Troubled by these hazards I started researching a better option and landed on a good compromise.

The solution

Since the big issue around the 3rd option (all optional) is the misleading model effecting the IDE, I started looking for a way to implicitly allow for partial creation of the model.

I ended up with this:

from typing import Union, Tuple, Dict, Any, get_origin, get_args
from pydantic import BaseModel
from pydantic.fields import DeferredType
from pydantic.main import ModelMetaclass
from pydantic.generics import GenericModel

class ImplicitOptional(ModelMetaclass):
    def __new__(cls, name: str, bases: Tuple[type], namespaces: Dict[str, Any], **kwargs):
        annotations: dict = namespaces.get("__annotations__", {})
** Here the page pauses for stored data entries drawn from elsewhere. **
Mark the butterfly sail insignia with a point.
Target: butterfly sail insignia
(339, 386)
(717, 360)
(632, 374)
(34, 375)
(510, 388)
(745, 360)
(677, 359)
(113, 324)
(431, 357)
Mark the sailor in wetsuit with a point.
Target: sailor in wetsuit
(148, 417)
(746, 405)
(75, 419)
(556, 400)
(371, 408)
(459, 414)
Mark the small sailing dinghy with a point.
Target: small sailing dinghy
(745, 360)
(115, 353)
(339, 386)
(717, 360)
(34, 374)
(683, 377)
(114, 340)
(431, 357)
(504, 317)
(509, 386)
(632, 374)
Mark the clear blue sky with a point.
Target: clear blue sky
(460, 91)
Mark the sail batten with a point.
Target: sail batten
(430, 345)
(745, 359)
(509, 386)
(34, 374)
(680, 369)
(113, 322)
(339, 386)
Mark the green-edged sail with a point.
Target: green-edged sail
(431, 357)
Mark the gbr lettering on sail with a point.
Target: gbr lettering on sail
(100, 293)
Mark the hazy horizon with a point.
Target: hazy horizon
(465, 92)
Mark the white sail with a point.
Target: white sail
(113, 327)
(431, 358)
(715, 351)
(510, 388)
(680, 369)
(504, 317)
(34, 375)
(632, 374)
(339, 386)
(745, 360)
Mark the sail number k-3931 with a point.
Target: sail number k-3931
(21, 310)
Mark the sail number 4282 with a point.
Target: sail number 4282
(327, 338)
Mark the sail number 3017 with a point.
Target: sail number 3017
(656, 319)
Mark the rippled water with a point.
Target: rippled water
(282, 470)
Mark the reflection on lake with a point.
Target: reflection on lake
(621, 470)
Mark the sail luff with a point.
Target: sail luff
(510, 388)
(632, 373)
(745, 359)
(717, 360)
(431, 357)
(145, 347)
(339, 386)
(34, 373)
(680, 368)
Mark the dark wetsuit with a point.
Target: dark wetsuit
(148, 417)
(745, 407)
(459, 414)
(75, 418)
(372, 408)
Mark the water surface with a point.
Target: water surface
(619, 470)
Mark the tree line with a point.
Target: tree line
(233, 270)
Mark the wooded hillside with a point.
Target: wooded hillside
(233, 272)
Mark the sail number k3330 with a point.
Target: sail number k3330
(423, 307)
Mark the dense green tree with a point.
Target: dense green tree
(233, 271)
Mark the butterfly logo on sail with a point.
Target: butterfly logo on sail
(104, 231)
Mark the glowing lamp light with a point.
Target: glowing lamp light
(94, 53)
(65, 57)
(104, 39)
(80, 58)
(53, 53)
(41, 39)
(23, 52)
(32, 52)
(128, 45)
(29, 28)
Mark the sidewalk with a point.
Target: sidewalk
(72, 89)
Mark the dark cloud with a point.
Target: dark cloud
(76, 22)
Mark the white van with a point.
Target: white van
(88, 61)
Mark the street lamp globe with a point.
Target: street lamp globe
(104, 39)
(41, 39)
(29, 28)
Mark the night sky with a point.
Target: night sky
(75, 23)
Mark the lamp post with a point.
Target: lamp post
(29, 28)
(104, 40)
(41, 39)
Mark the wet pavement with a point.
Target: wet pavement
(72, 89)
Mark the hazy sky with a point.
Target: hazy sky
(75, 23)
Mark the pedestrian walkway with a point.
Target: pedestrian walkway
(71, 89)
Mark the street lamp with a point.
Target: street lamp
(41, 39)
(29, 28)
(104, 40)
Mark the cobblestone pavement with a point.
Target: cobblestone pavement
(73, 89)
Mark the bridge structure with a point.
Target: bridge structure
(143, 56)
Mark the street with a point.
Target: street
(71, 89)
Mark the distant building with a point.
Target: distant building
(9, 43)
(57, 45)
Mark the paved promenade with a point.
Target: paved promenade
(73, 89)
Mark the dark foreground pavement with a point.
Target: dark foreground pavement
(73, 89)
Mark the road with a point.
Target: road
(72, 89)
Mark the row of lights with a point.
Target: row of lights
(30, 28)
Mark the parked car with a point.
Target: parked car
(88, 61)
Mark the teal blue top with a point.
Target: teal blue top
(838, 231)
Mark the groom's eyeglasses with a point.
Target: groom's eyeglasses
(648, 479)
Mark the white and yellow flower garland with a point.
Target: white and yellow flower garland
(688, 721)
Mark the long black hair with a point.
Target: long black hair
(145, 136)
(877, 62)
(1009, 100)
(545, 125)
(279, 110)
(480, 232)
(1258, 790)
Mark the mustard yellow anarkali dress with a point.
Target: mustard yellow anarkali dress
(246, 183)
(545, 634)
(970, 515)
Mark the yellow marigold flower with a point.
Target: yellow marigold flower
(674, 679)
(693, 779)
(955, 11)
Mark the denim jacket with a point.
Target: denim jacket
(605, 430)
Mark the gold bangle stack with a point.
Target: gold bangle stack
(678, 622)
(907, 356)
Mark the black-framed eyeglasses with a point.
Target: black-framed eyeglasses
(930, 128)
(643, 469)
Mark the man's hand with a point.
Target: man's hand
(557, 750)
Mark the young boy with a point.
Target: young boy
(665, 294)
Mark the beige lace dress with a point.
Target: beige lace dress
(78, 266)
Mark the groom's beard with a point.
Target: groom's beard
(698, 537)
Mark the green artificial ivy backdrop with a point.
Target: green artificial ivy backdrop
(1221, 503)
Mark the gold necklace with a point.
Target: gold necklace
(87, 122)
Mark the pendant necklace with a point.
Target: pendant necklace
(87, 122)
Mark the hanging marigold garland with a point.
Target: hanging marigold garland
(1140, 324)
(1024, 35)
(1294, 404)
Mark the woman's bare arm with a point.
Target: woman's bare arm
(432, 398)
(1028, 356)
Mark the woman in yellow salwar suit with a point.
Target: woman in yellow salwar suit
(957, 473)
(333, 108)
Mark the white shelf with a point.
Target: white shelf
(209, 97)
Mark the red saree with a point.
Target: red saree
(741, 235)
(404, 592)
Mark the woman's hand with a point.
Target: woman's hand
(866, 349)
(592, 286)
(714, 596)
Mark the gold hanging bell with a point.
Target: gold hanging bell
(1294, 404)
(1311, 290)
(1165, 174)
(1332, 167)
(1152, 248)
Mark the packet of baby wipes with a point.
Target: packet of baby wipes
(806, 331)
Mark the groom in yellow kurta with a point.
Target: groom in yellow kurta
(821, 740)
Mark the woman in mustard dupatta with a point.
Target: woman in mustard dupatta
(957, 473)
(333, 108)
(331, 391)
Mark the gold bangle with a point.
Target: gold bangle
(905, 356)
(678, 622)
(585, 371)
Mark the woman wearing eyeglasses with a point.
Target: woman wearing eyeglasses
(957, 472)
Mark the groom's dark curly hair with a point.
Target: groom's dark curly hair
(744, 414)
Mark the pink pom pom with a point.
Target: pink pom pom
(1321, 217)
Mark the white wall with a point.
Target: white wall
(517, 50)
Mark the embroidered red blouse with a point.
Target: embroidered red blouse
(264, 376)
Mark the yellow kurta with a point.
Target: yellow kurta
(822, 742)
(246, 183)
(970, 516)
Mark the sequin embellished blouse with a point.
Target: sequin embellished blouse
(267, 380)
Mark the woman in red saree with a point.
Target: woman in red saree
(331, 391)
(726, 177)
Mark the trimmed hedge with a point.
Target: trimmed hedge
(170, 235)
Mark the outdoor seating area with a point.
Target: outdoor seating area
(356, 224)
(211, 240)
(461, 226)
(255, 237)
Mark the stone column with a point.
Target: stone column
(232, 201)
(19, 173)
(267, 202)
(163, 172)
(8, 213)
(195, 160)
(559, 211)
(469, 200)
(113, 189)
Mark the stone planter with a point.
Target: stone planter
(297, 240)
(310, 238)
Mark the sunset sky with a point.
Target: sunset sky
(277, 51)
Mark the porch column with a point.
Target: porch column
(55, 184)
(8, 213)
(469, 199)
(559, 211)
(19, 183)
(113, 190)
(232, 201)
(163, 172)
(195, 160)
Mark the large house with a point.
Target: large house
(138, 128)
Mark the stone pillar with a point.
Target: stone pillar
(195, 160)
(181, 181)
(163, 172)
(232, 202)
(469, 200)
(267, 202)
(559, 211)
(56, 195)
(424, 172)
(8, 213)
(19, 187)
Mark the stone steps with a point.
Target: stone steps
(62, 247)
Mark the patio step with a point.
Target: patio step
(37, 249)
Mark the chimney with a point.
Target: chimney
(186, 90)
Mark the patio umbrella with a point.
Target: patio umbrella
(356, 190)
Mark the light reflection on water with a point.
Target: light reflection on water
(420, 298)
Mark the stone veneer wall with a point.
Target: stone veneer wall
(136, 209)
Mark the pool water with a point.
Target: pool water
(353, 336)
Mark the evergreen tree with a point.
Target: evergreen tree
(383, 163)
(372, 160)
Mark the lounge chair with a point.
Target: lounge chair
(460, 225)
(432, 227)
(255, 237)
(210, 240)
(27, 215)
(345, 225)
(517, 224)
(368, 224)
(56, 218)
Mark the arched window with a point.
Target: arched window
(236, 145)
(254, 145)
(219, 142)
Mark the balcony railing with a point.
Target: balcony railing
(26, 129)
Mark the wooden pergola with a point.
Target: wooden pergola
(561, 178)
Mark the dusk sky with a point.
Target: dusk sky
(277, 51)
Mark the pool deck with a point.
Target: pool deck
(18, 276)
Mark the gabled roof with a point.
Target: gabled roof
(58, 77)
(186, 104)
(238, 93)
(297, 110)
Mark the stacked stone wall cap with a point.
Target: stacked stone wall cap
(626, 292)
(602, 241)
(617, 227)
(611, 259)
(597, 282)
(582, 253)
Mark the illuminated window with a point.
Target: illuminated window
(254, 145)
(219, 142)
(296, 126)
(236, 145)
        for base in bases:
            for base_ in base.__mro__:
                if base_ is BaseModel or base_ is GenericModel:
                    break

                annotations = {**getattr(base_, "__annotations__", {}), **annotations}

        for field, annotation in annotations.items():

            if field.startswith("__"):
                continue

            if get_origin(annotation) is Union and type(None) in get_args(annotation):
                continue

            if isinstance(annotation, DeferredType):
                continue

            annotations[field] = Optional[annotation]

        namespaces["__annotations__"] = annotations

        return super().__new__(cls, name, bases, namespaces, **kwargs)

class GraphQLBaseModel(BaseModel, metaclass=ImplicitOptional):
    pass

This solution is based on the solution proposed here with some extra considerations for generic classes and other complex cases that were not covered.

What this voodoo python magic class does essentially is convert all non-optional fields declared in your models to optional by inheriting from GraphQLBaseModel instead of BaseModel.

This allows the IDE to continue type checking a more accurate model, displaying relevant warnings, while parsing a partial model without errors at runtime.

So when implementing for our example:

class Country(GraphQLBaseModel):
    code: str
    name: str
    native: str
    phone: str
    capital: Optional[str]
    currency: Optional[str]
    emoji: str

query = """
{
  country(code: "LV") {
    code
    name
  }
}
"""

res = post(url, json={"query": query}).json()

Country.parse_obj(res["data"]["country"])

# Returns
# code='LV' name='Latvia' native=None phone=None capital=None currency=None
# emoji=None

It is important to mention, although somewhat preferable to option 3, this solution still comes with a sharp edge.

When encountering a None value in a required field, you could safely deduce that it wasn’t mentioned in the query. On the other hand, a None value in an optional field is ambiguous and could mean either that data was None or that the field was not mentioned in the query.